Personally, I love "Fruitlands." Nothing like a little sarcasm at the expense of the transcendentalists.

(no subject)

Date: 2005-01-30 06:02 pm (UTC)
From: [identity profile] piyo-halliwell.livejournal.com
"Little Women" introduced me to LM Alcott (and my obsession with the movie versions, though no one has gotten quite right yet). I recieved two very old and hard to find novels of her's this last year for Christmas and find that one of my favorites of her novels is "A Modern Mephistopheles".

(no subject)

Date: 2005-01-31 01:06 pm (UTC)
From: [identity profile] evadne-noel.livejournal.com
I only have a chapter from "A Modern Mephistopheles" in my collection of her letters and diary entries. Is it next to impossible to get a copy of it to read?

(no subject)

Date: 2005-01-31 04:09 pm (UTC)
From: [identity profile] piyo-halliwell.livejournal.com
My finding it was a fluke. I think I was in some cheap bookstore at an outlet mall and saw "Louisa May Alcott" and begged to have it, never thinking about what the novel was. Unless you found it online, I think it would be kind of hard to find.
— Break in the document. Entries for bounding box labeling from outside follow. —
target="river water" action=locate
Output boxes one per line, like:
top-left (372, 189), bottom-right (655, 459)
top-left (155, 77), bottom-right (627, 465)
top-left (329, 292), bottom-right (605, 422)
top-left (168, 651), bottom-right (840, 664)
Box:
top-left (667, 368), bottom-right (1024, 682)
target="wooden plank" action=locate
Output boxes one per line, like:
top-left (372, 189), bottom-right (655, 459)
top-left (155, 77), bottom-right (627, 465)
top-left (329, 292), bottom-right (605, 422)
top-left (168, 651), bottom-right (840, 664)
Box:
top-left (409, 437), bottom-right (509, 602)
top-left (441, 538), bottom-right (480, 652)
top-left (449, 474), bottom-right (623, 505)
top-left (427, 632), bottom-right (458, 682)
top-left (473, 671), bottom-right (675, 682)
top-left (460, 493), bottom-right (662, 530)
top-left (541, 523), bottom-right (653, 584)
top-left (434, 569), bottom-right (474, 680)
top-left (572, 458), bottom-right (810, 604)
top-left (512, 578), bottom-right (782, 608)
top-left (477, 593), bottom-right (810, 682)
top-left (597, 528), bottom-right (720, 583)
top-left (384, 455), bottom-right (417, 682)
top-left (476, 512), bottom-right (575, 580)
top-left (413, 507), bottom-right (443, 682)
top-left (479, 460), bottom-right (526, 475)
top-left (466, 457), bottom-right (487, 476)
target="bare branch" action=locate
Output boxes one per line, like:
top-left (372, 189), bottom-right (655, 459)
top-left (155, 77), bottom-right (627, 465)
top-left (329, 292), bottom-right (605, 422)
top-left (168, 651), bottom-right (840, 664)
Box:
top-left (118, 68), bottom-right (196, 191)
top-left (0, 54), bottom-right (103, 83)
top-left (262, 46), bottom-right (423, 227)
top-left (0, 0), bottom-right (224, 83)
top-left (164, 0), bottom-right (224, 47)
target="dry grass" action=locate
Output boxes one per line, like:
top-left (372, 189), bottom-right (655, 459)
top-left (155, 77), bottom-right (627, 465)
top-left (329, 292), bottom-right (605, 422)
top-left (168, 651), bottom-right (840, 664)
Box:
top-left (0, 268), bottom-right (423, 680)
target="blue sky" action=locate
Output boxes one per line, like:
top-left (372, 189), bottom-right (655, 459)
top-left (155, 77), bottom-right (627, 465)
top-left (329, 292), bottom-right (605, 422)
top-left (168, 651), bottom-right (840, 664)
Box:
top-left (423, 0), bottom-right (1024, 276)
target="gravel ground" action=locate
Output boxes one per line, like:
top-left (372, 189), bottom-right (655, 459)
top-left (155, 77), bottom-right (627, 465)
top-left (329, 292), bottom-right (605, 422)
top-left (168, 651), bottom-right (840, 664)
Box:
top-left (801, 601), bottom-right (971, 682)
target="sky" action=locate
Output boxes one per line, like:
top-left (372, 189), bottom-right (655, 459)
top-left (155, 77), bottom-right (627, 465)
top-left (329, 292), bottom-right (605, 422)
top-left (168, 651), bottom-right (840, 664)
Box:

"Modern Magic", "The Inheritance" and "A Long Fatal Love Chase" are some of her novels/short stories which are now a little easier to find. If you should ever get a copy of "A Modern M." give it a good read, I recomend it.

(no subject)

Date: 2005-01-31 08:15 pm (UTC)
From: [identity profile] evadne-noel.livejournal.com
Well, I'll keep my eyes out (maybe someday when I have more money to bargin with).

Thank you for the recommendations! I love LMA, and when I have a place for more books, I will definately make her a feature of my collection.

(no subject)

Date: 2005-01-31 08:46 pm (UTC)
From: [identity profile] v-airniidroog.livejournal.com
wow...thats all I have to say...wow.

(no subject)

Date: 2005-02-01 07:45 am (UTC)
From: [identity profile] v-airniidroog.livejournal.com
I didnt know she wrote that many books. Thats cool that you and Dana know so many of them. I'mm have to find em somehow.

(no subject)

Date: 2005-02-01 04:32 pm (UTC)
From: [identity profile] evadne-noel.livejournal.com
Well, someone out there finally realized what a fabulous writer she was, so it's getting easier and easier to find her stuff.